Если все складывается хорошо, то жди какой-нибудь пакости. Весь день не ели, устали, и вот впереди вкусная еда, спокойный отдых, а вокруг неописуемая красота. И тут несчастье – воды не было нигде. До самой темноты мы искали её, но тщетно. Пришлось грызть сухари, а во рту даже слюны нет, чтобы размочить крошки. Ночью спали плохо. Весь следующий день шли без воды, и только к закату солнца визира вывела к поньже.
ОСТЯК ЯКУНИН
Немного отвлекусь, и расскажу про васюганскую знаменитость – деда Якунина. Однажды мы остановились в Окуневке. Это левый берег Нюрольки. Здесь была только одна избушка. Жили в ней дед Якунин и его старуха. Его звали Дормидон, а старуху – Настя. Дормидон по Васюгану и Нюрольке был большой знаменитостью. После революции его от имени всех остяков отправили в Москву на какой-то съезд. Вернулся домой дед в фетровой шляпе, и очень гордым. Шляпу, говорил дед, подарил ему сам Калинин. Думаю, не врал. Деда быстро переименовали в «Политика», а озера в километре от Рабочего назвали Московскими. Там была одна из заимок новоиспеченного депутата.
Однажды, поднимаясь вверх по Нюрольке, мы заметили на левом берегу реки остяка. Он махал шляпой, подзывая нас. Мы пристали к песчаному берегу. Подошла его жена, и они вдвоём очень живописно, с поклонами, приветствовали нас. Сказать, что место Окуневка прекрасно, – ничего не сказать. Метров сто от берега реки огромное озеро. За ним – кедровая роща. Вокруг озера растёт голубика, черника, брусника, клюква. На другой стороне реки крутой яр. За ним тайга – урман, где много разной дичи: лосей, оленей, медведей и пушных зверюшек. А рыбы здесь, как и по всей Нюрольке, – кишмя кишело. Старики были не так стары – что-то около пятидесяти лет. Жили припеваючи. У них даже лошадь паслась на привольном лужке.
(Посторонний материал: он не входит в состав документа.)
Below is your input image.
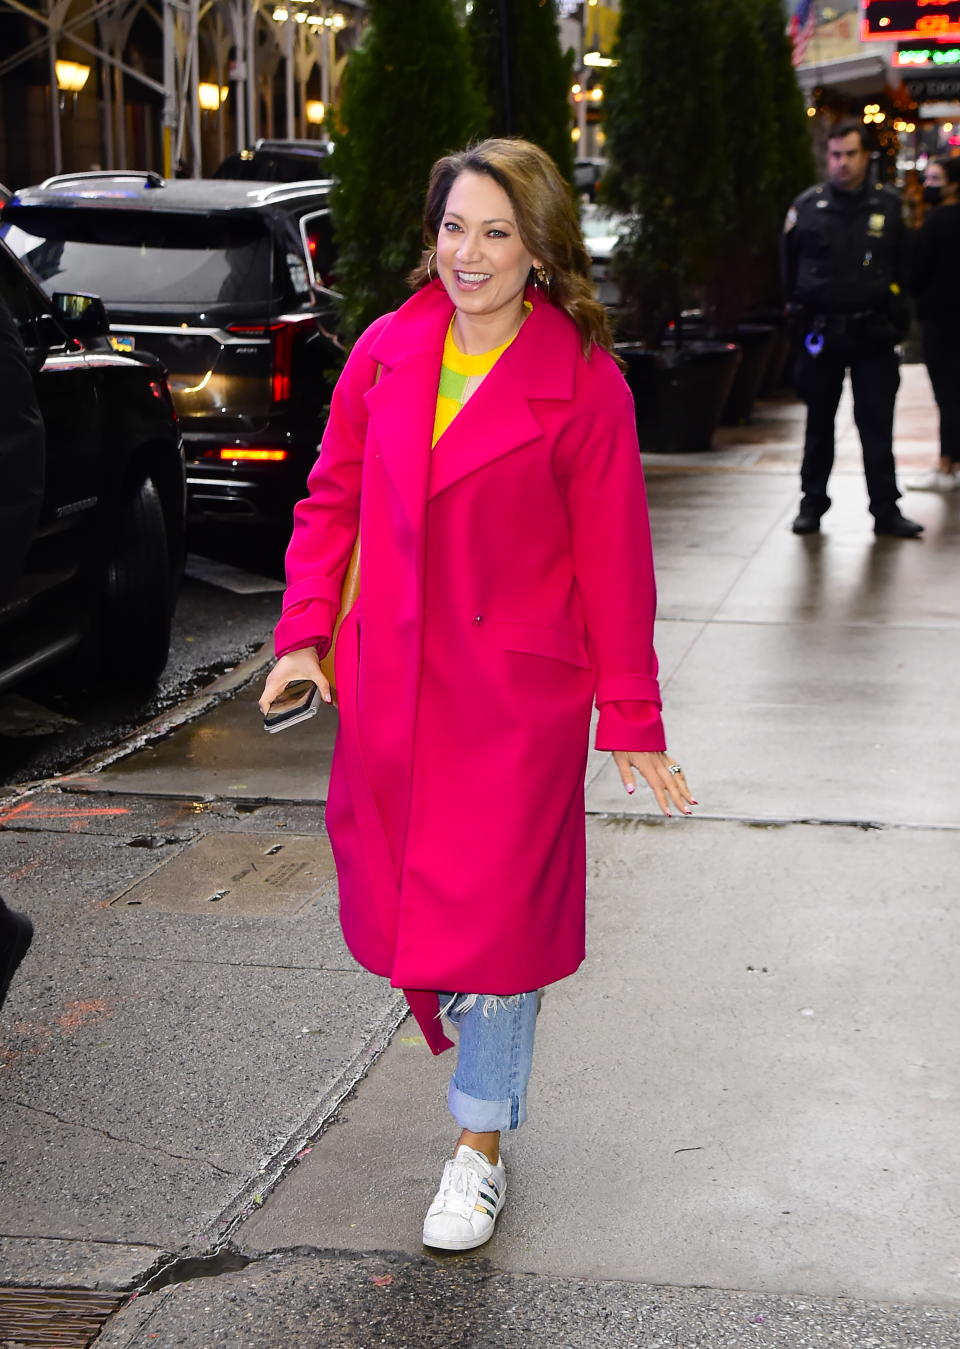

Впереди нас ждал трудный переход по непроходимому болоту из Нюрольской поймы в Васюганскую. Мы решили воспользоваться гостеприимностью Дормидона и его жены, чтобы привести себя в порядок и запастись в дорогу солёной рыбой и если повезёт, то и мясом. Дормидон согласился помочь нам в добыче. Фросю с Женей мы оставили на заимке, чтобы они привели в порядок одежду, а мы с хозяином отправились ловить язя. Язь – рыба мясистая и жирная. Если её распластать, хорошо промыть и засолить, а потом плотно уложить в берестяной кузов, то хранить такой запас можно долго. Вскоре я заметил, что Дормидон всё время околачивается около Фроси. Такое внимание мне показалось странным, но я посчитал его особым почтением к красивой девушке. Однако, в последний день перед отъездом, он отвёл меня в сторону на серьёзный разговор.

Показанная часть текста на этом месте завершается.